Yes, I realize I'm not necessarily the fashion police, but there are some basic items women should avoid wearing or not wearing when working out and I'm here to share them with you:

  • White Stretch Pants With No Underwear - I realize I shouldn't even have to say this one. Going underwearless at the gym is completely disgusting. The place is a cesspool of germs. Imagine my horror when I spotted an overly tan young woman bent over, doing rows with her booty facing the window so everyone walking by had to look at her ass.

    To make a bad situation worse, she was wearing skin-tight, white stretch pants with no underwear whatsoever. None. Granted, she could've been wearing a thong - I didn't get that close to examine - but I honestly doubt she could've fit another item of clothing under those pants. That's how tight they were. I screamed 'My Eyes!' and bolted to my car. (Not really, but isn't it funny to imagine me doing that?)

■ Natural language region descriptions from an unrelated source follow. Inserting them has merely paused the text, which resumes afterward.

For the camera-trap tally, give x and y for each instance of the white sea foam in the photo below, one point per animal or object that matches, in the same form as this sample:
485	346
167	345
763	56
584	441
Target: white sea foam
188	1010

  • How 'Bout No Pants? -- Again, I really shouldn't have to say this one. You'd think in general, people would wear pants in public. Guess again. I audited a bellydancing class last night since I missed mine this week. I went to the weird girl class I was supposed to transfer into but luckily managed to avoid. I realize that ballerinas sometimes wear leotards with tights and nothing else. However, leotards in general cover the booty/hoo-hoo area - no problemo.

    One of the ladies in the bellydancing class kind of followed that concept, but missed the point. She was wearing a white long sleeved shirt - something I'd wear to the mall or out shopping, not fitness apparel - with black tights. And no pants. Granted, she had a hip scarf on, so the danger zones were mostly covered. However, this woman was not exactly someone who should be running around pantless. Really, no one should ever be out in public without pants. Not even the hottest people on earth. I wasn't really sure where to look for pretty much the whole class...especially considering the next fashion sinner.

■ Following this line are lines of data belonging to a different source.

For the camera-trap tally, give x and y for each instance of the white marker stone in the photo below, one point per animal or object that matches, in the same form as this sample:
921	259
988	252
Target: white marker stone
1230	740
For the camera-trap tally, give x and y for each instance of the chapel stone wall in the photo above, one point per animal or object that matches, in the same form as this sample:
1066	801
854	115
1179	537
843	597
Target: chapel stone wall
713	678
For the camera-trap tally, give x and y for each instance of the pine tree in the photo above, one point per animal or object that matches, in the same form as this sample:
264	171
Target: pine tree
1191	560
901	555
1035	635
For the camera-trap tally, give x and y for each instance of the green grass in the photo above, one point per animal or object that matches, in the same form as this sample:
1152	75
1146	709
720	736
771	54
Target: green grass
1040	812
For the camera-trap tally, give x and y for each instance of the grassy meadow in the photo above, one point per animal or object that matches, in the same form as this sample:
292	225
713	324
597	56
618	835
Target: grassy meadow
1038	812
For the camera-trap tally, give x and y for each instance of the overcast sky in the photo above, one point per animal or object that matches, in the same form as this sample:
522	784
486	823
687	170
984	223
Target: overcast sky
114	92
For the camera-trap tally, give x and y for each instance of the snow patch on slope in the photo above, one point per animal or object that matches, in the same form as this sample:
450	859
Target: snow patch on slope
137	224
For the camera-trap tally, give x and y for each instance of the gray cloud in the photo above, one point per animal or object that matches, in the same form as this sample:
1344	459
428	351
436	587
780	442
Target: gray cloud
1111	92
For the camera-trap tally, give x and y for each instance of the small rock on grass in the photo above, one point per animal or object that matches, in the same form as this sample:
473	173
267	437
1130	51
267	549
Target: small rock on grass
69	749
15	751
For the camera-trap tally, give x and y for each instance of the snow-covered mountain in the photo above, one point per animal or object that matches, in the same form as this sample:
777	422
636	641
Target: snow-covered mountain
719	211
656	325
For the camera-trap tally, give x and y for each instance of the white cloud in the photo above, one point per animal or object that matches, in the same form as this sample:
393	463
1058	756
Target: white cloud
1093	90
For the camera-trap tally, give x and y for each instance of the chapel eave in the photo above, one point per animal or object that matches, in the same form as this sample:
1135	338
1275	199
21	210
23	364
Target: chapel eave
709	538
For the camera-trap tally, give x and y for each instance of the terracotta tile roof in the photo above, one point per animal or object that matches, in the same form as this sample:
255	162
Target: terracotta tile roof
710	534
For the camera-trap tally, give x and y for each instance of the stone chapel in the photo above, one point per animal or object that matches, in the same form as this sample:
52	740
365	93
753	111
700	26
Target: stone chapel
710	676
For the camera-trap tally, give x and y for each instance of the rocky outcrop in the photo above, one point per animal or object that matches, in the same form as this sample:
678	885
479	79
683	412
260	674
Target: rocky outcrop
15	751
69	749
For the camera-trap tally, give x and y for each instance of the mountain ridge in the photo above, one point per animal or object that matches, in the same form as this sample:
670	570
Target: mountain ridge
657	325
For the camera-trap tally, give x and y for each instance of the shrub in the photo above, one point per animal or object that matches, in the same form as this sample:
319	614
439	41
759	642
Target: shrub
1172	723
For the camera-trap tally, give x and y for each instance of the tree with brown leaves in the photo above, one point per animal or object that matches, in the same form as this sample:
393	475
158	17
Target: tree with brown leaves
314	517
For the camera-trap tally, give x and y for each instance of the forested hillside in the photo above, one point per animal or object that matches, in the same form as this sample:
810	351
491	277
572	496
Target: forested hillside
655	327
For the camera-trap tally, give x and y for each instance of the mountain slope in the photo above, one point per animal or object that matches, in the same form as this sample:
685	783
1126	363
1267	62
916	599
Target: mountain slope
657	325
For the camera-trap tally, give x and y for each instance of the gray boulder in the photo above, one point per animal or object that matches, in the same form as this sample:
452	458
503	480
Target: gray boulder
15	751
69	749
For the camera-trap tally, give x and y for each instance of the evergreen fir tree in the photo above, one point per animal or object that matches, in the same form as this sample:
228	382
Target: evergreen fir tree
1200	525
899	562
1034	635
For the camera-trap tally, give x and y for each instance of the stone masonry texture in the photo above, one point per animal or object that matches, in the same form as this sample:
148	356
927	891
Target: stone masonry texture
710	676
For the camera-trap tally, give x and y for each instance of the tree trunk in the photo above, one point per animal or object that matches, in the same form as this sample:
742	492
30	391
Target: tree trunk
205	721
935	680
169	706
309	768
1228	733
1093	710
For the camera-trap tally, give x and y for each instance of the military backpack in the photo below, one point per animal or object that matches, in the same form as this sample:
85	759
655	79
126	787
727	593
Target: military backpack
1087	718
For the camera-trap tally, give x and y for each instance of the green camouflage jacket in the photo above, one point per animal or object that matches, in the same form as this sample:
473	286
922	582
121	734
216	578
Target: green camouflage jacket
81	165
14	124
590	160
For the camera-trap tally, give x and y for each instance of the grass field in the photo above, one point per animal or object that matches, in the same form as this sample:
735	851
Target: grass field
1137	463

  • Long Floral Dresses -- Yet another example from the weird girl bellydancing class. (Thank goodness I'm not in it!) A woman with the biggest boobs I've ever seen was wearing a long floral print sheath dress. It was cut very straight - looked like something you'd wear to church or work, provided you covered up the ginormous boobs that were hanging out of the top. (Unlike this chica, who looked like she had giant watermelons stuffed into a ziploc snack bag.)

    In bellydancing, we do most of our work with our knees bent so we can get more hip action going on. How uncomfortable it must be to try to move your hips around and get them stuck in a big, long, tight dress. Ick.